2) Apart from maybe Lindzen, last time I looked a significant majority of those "sceptical climate scientists" were demonstrably on the take from Exxon and similar organisations. (see point 4 for the relevant link)
3) Lindzen, and as far as I'm aware the other qualified sceptics, do not express anything like strong scepticism in their peer-reviewed work as opposed to press statements made on behalf of e.g. the Competitive Enterprise Institute or other industry funded PR outlets.

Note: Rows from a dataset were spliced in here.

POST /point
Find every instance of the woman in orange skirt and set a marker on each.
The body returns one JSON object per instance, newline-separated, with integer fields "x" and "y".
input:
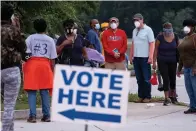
{"x": 38, "y": 70}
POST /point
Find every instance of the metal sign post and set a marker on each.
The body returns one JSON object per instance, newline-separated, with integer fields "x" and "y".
{"x": 86, "y": 127}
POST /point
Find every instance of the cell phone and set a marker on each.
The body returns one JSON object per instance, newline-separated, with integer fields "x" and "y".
{"x": 115, "y": 50}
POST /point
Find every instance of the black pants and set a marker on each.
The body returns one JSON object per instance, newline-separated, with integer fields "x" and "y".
{"x": 143, "y": 75}
{"x": 168, "y": 73}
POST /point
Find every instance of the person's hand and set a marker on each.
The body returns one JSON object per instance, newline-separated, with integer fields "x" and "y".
{"x": 178, "y": 74}
{"x": 16, "y": 21}
{"x": 67, "y": 42}
{"x": 131, "y": 61}
{"x": 85, "y": 57}
{"x": 154, "y": 66}
{"x": 194, "y": 71}
{"x": 116, "y": 55}
{"x": 150, "y": 60}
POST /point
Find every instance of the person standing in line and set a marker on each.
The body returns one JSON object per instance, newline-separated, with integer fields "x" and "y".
{"x": 115, "y": 46}
{"x": 93, "y": 35}
{"x": 141, "y": 55}
{"x": 187, "y": 51}
{"x": 13, "y": 49}
{"x": 71, "y": 45}
{"x": 165, "y": 54}
{"x": 38, "y": 70}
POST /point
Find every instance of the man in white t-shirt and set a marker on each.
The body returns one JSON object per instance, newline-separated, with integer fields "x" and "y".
{"x": 141, "y": 55}
{"x": 38, "y": 70}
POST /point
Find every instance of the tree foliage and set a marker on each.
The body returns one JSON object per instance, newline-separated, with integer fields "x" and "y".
{"x": 54, "y": 12}
{"x": 155, "y": 13}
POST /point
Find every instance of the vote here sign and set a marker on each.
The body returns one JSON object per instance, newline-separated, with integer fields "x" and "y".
{"x": 91, "y": 96}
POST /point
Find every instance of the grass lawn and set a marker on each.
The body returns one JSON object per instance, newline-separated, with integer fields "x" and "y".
{"x": 22, "y": 101}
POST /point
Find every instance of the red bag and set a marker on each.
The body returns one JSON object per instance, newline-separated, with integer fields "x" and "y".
{"x": 153, "y": 79}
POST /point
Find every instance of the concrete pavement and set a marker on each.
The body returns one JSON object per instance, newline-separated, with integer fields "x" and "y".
{"x": 180, "y": 87}
{"x": 140, "y": 118}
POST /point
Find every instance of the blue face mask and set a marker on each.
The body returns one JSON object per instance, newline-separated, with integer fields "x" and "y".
{"x": 168, "y": 32}
{"x": 97, "y": 26}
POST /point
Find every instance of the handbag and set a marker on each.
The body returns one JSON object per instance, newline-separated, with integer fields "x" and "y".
{"x": 153, "y": 79}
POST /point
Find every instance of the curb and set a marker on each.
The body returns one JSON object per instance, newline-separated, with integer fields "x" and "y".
{"x": 24, "y": 114}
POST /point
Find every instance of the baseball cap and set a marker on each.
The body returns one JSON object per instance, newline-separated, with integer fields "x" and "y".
{"x": 105, "y": 24}
{"x": 138, "y": 16}
{"x": 113, "y": 19}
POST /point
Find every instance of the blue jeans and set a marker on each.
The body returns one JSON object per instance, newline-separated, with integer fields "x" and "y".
{"x": 143, "y": 76}
{"x": 190, "y": 84}
{"x": 45, "y": 102}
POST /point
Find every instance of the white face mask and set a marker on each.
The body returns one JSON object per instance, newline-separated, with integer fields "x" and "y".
{"x": 186, "y": 30}
{"x": 70, "y": 31}
{"x": 113, "y": 25}
{"x": 75, "y": 31}
{"x": 137, "y": 24}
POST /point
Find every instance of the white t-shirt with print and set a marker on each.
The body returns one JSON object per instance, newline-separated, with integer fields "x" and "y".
{"x": 41, "y": 45}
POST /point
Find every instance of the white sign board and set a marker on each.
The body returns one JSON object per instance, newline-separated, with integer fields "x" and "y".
{"x": 91, "y": 96}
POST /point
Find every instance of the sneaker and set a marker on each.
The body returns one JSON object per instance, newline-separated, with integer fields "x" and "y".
{"x": 160, "y": 87}
{"x": 174, "y": 100}
{"x": 167, "y": 102}
{"x": 140, "y": 100}
{"x": 146, "y": 101}
{"x": 31, "y": 119}
{"x": 46, "y": 119}
{"x": 190, "y": 111}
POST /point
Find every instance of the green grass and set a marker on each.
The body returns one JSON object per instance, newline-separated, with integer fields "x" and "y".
{"x": 22, "y": 101}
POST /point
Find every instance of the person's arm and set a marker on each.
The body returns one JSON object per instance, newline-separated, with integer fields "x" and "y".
{"x": 180, "y": 65}
{"x": 98, "y": 44}
{"x": 105, "y": 45}
{"x": 91, "y": 37}
{"x": 151, "y": 44}
{"x": 194, "y": 65}
{"x": 53, "y": 54}
{"x": 84, "y": 53}
{"x": 97, "y": 56}
{"x": 62, "y": 45}
{"x": 131, "y": 51}
{"x": 157, "y": 43}
{"x": 124, "y": 47}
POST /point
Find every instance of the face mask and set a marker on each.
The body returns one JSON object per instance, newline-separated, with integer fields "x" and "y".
{"x": 97, "y": 26}
{"x": 168, "y": 32}
{"x": 137, "y": 24}
{"x": 113, "y": 25}
{"x": 69, "y": 31}
{"x": 75, "y": 31}
{"x": 186, "y": 30}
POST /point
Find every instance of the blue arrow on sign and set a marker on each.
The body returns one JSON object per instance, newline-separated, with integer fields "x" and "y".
{"x": 73, "y": 114}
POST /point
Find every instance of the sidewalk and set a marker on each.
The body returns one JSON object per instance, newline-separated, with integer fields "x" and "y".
{"x": 140, "y": 118}
{"x": 181, "y": 91}
{"x": 182, "y": 96}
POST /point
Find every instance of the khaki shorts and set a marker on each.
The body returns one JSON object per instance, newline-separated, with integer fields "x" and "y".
{"x": 116, "y": 65}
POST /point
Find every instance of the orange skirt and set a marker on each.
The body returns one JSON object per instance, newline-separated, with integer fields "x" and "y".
{"x": 37, "y": 74}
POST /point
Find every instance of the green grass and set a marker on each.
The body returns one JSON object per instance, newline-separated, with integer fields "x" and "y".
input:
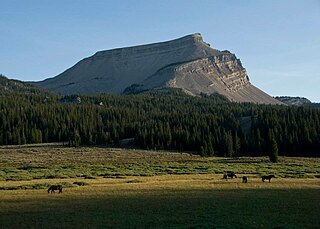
{"x": 61, "y": 162}
{"x": 179, "y": 203}
{"x": 117, "y": 188}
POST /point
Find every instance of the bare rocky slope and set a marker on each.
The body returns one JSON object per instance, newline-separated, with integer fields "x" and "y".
{"x": 188, "y": 63}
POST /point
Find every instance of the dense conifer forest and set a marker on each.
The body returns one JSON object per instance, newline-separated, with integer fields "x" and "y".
{"x": 161, "y": 120}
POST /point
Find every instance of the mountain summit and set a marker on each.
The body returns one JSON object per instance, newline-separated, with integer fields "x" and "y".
{"x": 188, "y": 63}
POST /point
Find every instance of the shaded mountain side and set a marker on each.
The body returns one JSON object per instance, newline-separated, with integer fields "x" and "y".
{"x": 10, "y": 85}
{"x": 188, "y": 63}
{"x": 297, "y": 101}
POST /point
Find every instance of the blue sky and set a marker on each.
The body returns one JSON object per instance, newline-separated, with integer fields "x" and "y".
{"x": 278, "y": 42}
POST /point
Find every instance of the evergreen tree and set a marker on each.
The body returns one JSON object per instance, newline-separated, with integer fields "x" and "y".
{"x": 273, "y": 154}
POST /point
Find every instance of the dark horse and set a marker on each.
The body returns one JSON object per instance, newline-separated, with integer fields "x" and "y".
{"x": 267, "y": 178}
{"x": 244, "y": 179}
{"x": 55, "y": 187}
{"x": 229, "y": 174}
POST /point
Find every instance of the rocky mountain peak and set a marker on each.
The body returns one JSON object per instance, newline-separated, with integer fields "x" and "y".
{"x": 187, "y": 62}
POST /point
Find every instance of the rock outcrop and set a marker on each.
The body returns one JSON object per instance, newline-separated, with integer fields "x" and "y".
{"x": 188, "y": 63}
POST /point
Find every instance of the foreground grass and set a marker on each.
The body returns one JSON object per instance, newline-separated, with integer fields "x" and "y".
{"x": 89, "y": 162}
{"x": 169, "y": 201}
{"x": 117, "y": 188}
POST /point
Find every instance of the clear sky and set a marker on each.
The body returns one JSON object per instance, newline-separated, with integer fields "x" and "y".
{"x": 278, "y": 41}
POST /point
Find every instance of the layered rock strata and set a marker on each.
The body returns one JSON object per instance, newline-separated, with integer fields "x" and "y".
{"x": 188, "y": 63}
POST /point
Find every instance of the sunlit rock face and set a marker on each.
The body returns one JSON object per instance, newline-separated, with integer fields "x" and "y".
{"x": 188, "y": 63}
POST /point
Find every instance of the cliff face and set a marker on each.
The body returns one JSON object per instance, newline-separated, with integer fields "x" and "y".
{"x": 188, "y": 63}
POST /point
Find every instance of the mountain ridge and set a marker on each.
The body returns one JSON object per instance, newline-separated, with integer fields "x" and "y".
{"x": 187, "y": 62}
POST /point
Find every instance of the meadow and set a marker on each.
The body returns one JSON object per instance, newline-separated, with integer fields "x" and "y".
{"x": 120, "y": 188}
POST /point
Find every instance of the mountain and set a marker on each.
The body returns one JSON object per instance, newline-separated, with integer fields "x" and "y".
{"x": 9, "y": 85}
{"x": 188, "y": 63}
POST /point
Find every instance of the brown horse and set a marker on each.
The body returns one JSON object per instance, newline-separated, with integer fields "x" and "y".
{"x": 229, "y": 174}
{"x": 267, "y": 178}
{"x": 244, "y": 179}
{"x": 55, "y": 187}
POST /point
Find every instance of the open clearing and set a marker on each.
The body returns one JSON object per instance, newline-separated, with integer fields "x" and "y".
{"x": 143, "y": 189}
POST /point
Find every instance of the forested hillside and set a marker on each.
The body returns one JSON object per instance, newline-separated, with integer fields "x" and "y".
{"x": 207, "y": 125}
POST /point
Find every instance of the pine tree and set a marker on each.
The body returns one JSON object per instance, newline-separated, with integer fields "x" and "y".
{"x": 273, "y": 154}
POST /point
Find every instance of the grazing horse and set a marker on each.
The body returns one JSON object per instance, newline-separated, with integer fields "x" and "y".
{"x": 55, "y": 187}
{"x": 229, "y": 174}
{"x": 244, "y": 179}
{"x": 267, "y": 178}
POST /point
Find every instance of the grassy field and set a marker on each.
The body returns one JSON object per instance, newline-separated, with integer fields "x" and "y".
{"x": 115, "y": 188}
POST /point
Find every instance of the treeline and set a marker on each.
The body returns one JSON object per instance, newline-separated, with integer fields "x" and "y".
{"x": 170, "y": 120}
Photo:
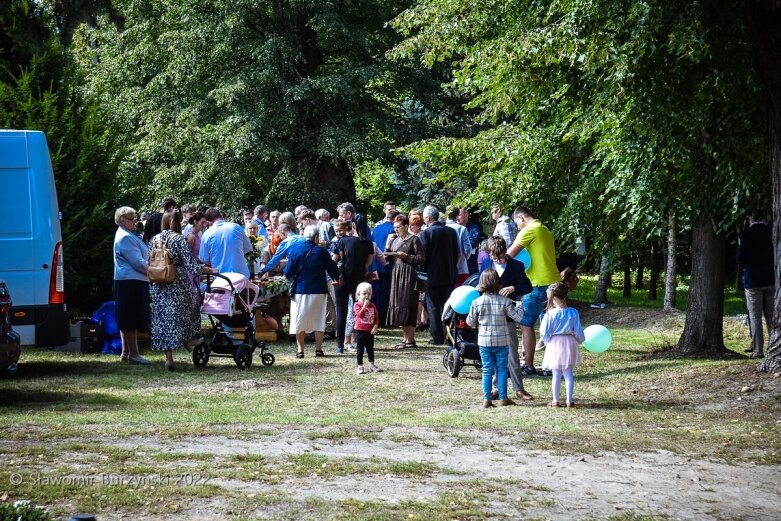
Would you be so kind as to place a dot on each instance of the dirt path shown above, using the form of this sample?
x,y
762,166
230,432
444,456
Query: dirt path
x,y
528,484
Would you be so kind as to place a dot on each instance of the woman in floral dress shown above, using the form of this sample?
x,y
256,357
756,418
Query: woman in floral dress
x,y
175,313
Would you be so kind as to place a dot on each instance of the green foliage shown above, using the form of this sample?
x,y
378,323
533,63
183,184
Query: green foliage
x,y
41,92
605,117
234,103
22,511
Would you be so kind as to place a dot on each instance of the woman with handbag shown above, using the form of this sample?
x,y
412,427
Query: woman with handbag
x,y
175,311
307,266
407,251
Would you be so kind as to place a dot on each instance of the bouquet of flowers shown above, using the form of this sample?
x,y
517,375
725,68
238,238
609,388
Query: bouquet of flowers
x,y
258,243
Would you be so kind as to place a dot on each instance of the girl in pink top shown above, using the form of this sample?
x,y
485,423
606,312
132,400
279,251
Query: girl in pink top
x,y
367,321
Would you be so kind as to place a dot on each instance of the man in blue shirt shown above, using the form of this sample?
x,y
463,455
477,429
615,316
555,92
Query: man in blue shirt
x,y
381,233
476,235
261,213
224,244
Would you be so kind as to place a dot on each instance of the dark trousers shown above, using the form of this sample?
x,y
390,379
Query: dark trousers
x,y
342,293
436,297
364,340
384,295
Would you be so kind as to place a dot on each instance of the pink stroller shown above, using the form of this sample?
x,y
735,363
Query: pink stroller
x,y
229,302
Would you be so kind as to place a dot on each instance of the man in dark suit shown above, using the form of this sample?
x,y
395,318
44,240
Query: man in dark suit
x,y
440,243
755,254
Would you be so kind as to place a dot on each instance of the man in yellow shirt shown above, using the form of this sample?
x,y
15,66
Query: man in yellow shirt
x,y
538,240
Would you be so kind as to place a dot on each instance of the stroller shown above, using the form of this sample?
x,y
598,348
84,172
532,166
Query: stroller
x,y
229,302
460,339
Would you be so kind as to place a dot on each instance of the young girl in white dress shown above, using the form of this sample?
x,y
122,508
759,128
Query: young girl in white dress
x,y
562,333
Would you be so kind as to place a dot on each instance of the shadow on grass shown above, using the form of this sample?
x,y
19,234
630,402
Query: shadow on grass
x,y
630,405
27,398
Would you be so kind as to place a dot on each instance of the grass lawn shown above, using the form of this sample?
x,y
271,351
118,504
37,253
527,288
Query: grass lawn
x,y
87,433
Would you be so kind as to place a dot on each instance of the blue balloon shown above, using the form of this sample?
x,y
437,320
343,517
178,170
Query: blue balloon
x,y
598,338
524,257
462,298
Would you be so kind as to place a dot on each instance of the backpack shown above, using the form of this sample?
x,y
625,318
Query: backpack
x,y
161,268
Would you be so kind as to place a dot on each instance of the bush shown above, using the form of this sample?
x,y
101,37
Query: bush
x,y
23,511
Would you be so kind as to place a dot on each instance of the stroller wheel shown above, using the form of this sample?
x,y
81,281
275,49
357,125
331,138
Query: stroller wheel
x,y
201,355
453,362
243,357
267,359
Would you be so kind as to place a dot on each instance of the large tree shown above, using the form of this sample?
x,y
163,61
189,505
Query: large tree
x,y
765,24
615,116
242,101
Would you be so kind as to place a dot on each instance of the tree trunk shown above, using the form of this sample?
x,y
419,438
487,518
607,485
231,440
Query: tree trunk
x,y
765,20
627,276
642,259
703,330
603,283
669,279
653,279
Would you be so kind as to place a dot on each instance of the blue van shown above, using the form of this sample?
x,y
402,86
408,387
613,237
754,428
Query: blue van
x,y
31,240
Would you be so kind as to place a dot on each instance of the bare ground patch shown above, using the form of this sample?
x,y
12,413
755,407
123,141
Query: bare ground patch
x,y
513,482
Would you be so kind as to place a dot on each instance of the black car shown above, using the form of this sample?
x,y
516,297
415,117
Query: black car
x,y
9,339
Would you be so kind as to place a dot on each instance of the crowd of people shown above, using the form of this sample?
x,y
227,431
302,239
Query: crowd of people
x,y
348,278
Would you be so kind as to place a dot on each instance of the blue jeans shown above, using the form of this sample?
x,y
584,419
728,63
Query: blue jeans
x,y
534,304
494,358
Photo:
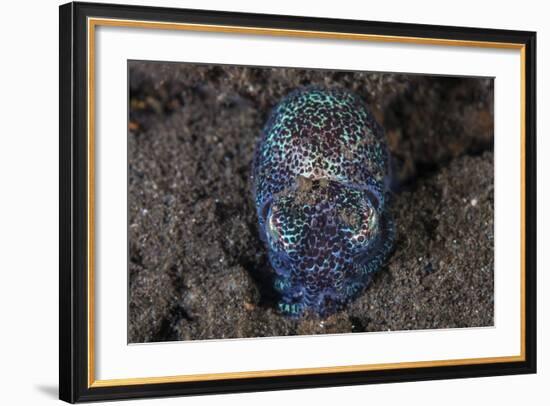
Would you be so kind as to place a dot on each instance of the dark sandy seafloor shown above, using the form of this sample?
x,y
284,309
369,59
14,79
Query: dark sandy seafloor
x,y
197,269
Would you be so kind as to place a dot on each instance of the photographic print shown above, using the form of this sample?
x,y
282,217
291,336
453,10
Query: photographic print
x,y
274,201
256,202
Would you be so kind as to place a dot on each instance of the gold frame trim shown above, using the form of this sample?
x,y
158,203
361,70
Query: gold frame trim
x,y
94,22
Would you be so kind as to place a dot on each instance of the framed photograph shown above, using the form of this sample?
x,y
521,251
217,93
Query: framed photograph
x,y
255,202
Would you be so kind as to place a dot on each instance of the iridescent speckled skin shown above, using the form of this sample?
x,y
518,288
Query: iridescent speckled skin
x,y
320,178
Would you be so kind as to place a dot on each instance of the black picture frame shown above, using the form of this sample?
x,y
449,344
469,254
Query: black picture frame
x,y
74,385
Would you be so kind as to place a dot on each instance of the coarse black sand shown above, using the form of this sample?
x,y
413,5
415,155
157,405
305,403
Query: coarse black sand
x,y
197,268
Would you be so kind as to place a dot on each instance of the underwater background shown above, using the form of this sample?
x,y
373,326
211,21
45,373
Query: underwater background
x,y
197,267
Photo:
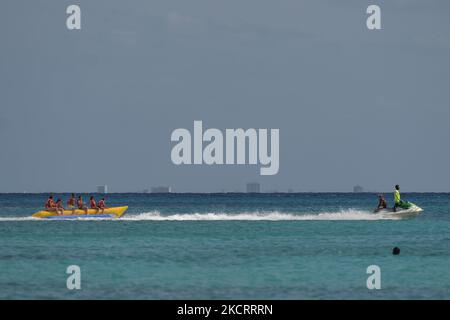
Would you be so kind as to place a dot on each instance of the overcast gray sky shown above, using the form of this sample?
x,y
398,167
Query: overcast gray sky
x,y
97,106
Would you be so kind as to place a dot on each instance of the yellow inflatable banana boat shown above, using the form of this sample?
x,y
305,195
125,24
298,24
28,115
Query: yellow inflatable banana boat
x,y
114,212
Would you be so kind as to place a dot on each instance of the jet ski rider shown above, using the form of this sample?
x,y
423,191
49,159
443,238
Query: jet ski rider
x,y
381,202
397,200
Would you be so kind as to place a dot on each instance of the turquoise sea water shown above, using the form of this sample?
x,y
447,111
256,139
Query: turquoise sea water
x,y
228,246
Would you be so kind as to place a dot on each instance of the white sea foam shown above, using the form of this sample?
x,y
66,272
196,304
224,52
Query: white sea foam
x,y
347,214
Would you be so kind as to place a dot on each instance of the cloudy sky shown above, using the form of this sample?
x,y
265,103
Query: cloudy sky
x,y
98,105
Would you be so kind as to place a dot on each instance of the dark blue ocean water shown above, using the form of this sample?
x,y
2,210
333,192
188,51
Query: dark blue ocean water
x,y
228,246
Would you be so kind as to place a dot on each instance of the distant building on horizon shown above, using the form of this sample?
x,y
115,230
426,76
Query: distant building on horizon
x,y
102,189
253,187
161,189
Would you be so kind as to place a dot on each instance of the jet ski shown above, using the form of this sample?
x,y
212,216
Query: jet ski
x,y
406,209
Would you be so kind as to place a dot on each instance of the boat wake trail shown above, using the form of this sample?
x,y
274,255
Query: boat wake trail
x,y
349,214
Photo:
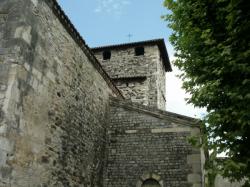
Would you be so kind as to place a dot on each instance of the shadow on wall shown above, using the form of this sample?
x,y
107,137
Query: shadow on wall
x,y
224,182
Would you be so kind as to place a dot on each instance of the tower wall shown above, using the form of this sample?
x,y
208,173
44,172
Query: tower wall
x,y
53,100
140,78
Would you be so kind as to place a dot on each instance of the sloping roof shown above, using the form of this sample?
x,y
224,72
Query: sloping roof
x,y
159,42
69,27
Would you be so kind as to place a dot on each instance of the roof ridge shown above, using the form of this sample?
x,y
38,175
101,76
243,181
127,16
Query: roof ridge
x,y
159,42
128,43
156,112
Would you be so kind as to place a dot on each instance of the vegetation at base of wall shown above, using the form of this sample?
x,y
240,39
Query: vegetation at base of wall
x,y
211,40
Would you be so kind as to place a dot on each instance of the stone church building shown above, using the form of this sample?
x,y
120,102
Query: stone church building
x,y
74,116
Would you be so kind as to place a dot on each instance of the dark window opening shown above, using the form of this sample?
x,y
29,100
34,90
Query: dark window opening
x,y
150,183
106,55
139,51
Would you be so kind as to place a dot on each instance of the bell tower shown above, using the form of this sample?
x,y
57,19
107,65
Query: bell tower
x,y
138,70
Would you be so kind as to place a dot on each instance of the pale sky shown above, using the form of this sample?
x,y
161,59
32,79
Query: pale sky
x,y
105,22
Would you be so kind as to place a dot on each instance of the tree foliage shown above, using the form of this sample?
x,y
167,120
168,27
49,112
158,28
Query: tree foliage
x,y
211,39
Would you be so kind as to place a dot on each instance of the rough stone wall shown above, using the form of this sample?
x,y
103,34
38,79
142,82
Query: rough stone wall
x,y
124,64
148,144
161,83
53,102
135,89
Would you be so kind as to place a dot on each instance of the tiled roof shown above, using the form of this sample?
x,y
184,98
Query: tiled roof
x,y
159,42
63,18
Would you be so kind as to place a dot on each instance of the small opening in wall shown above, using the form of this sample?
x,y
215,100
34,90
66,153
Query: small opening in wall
x,y
151,183
106,55
58,94
139,51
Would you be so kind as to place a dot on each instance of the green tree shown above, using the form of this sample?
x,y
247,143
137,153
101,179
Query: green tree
x,y
211,40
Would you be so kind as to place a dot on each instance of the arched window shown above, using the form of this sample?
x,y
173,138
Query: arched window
x,y
139,51
151,183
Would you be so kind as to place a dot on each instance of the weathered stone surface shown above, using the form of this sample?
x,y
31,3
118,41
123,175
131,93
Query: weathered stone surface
x,y
140,78
146,143
58,126
53,100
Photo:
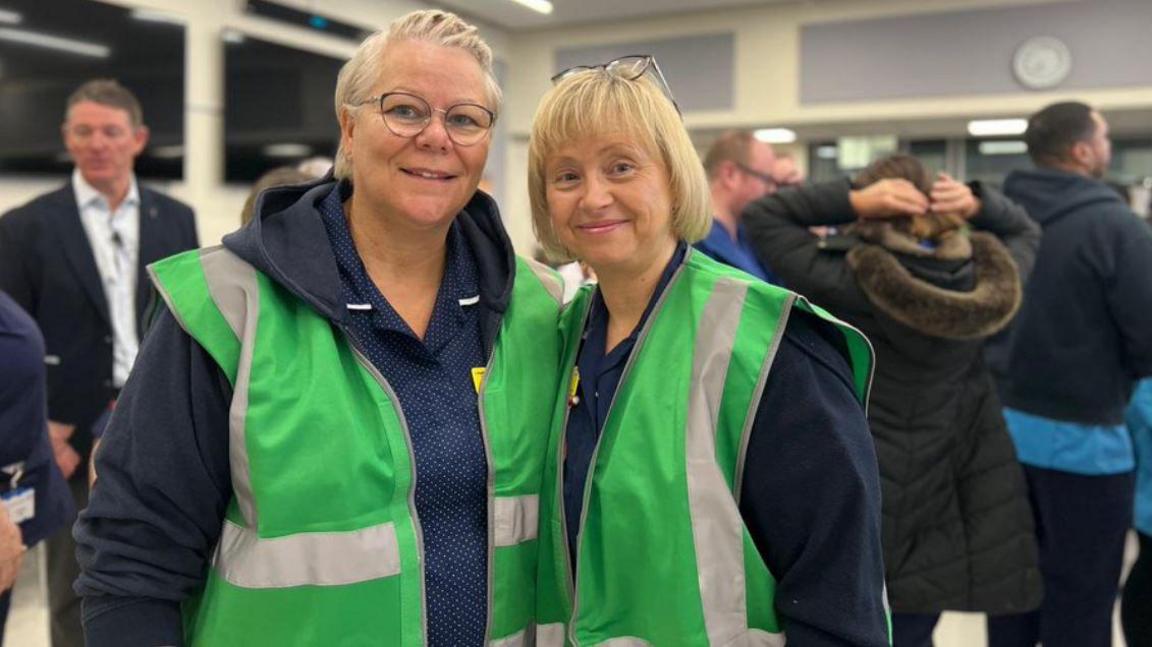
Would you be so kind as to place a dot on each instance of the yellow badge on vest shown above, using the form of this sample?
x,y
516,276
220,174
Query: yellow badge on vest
x,y
574,388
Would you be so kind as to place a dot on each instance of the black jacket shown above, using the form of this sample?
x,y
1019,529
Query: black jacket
x,y
148,535
46,265
956,530
1084,333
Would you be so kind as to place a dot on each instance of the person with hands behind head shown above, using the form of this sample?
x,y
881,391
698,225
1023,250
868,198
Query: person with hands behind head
x,y
927,291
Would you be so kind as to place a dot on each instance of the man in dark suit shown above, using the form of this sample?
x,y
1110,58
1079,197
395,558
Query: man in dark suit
x,y
74,259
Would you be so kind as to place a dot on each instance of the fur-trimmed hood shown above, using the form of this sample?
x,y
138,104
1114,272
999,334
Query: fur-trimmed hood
x,y
935,311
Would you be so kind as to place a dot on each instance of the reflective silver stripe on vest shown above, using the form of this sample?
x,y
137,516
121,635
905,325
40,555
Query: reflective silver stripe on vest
x,y
717,525
551,634
233,286
515,518
317,558
760,383
552,281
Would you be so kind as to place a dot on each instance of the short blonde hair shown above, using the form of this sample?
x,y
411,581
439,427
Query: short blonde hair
x,y
595,104
361,73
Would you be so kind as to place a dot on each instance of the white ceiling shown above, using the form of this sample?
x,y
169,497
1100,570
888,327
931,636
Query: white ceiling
x,y
514,16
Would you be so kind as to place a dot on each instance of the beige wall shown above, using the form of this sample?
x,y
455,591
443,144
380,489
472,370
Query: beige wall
x,y
766,83
218,204
767,75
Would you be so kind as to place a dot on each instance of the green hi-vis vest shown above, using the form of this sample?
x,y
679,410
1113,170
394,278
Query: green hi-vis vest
x,y
664,556
321,545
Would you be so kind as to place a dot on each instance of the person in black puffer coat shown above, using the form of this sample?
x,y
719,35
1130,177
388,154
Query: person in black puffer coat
x,y
957,531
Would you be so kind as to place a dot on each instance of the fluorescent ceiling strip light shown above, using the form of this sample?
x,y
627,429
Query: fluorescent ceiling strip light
x,y
538,6
997,127
58,43
827,152
153,16
1010,147
287,150
775,135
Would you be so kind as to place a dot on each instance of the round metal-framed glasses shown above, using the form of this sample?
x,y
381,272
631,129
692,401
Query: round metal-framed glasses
x,y
407,115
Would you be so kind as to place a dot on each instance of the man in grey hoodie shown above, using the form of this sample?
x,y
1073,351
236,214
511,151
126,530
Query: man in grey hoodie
x,y
1082,339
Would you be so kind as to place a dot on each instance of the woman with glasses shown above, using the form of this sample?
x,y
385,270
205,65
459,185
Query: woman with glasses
x,y
711,479
319,443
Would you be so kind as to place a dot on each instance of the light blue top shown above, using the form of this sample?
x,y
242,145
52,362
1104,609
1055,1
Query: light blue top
x,y
1139,424
737,253
1070,447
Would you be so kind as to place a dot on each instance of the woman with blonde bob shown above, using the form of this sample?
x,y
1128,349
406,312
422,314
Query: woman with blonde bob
x,y
318,444
711,477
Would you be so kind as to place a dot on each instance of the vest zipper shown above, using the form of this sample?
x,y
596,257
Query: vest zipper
x,y
411,458
596,450
491,486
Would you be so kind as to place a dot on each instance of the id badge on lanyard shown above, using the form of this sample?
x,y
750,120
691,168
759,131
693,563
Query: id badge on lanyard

4) Since the days when the big tobacco companies were trying to deny the increasingly strong case being made that smoking caused serious illnesses, there has been a lucrative potential revenue stream available to any scientist, qualified in any field, who was willing to lend their name and reputation to the cause of muddying the waters around some science that some segment of big business found inconvenient. The recently deceased Seitz was a pioneer in this area and spent most of the last few decades shilling for first Philip Morris and latterly Exxon. As a former president of the US National Association of Scientists he was very efffective, although NAS got quite upset when his former title was used to make it appear that the 'Oregon Petition' was actually something to do with them. There's an excellent summary in the Union of Concerned Scientists report
linked here. It's quite interesting to cross-reference the name of any scientist that is put forward as a representative of scientific scepticism with the list of academics (in one of the appendices I think) who have received funding for their PR activities on behalf of Exxon et al. With the US based ones, apart from Lindzen if I recall right, there's close to a 100% hit rate. With the non-US ones there is still a pretty good match.